# EMSISO eDrive



## Ai! (May 9, 2014)

thanks guys!))


----------



## major (Apr 4, 2008)

Ai! said:


> thanks guys!))


Actually you got your answer, I suspect. Nobody here, that read your post, has any experience with them or, as I have, never heard of the place.

You might solicit more response if you added your location to your user control panel (CP) so it shows in the info box at the upper right of your posts. Also an introduction or statement of why you're interested in it. Past AC experience? Which mating motor? What vehicle? That sort of thing


----------



## Tesseract (Sep 27, 2008)

Ai! said:


> thanks guys!))


EMSISO is a rather unique word and would be easy to search for other threads mentioning it here. I just did that and didn't find any other thread besides yours. In other words, no one here has used it and, frankly, to my eye it looks kind of like it belongs on a forklift or golf cart.


----------



## Ai! (May 9, 2014)

Thanks for the info guys!

I have almost no experience with EV, but planning a big opening in my life. I have a donor vehicle (isuzu vehicross 175 limited) and big ideas about electrifying it. So I hope I'll post my project progress on this forum soon.


----------



## epyon (Mar 20, 2008)

Do you have any EV clubs in Russia to talk to in person ? If they had close to a 144 volts an 750 amps , I'd be looking hard at them very hard . Well , if I wasn't stuck on DC .


----------



## Ai! (May 9, 2014)

epyon said:


> Do you have any EV clubs in Russia to talk to in person ? If they had close to a 144 volts an 750 amps , I'd be looking hard at them very hard . Well , if I wasn't stuck on DC .

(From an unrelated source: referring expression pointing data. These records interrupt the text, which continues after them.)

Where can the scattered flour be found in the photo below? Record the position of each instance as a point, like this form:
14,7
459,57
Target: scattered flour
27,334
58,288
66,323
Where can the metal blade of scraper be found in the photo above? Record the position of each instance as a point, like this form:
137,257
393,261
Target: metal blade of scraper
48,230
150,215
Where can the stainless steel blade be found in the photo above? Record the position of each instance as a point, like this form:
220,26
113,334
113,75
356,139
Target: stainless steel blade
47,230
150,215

I quess I'm only one up here.. There are may be some people interested in EV building or conversions in other cities, but I don't know them. EVs are hard to find in our country, but Teslas's model S are pretty god damn selling in many places and they are almost a new trend.. So I need to build a car that will be faster and cheaper))) This is the target for me for 2014-2015 year.

edit. Here is the link to interesting forum (russian lang) http://electricmobile.org.ua/forum/index.php


----------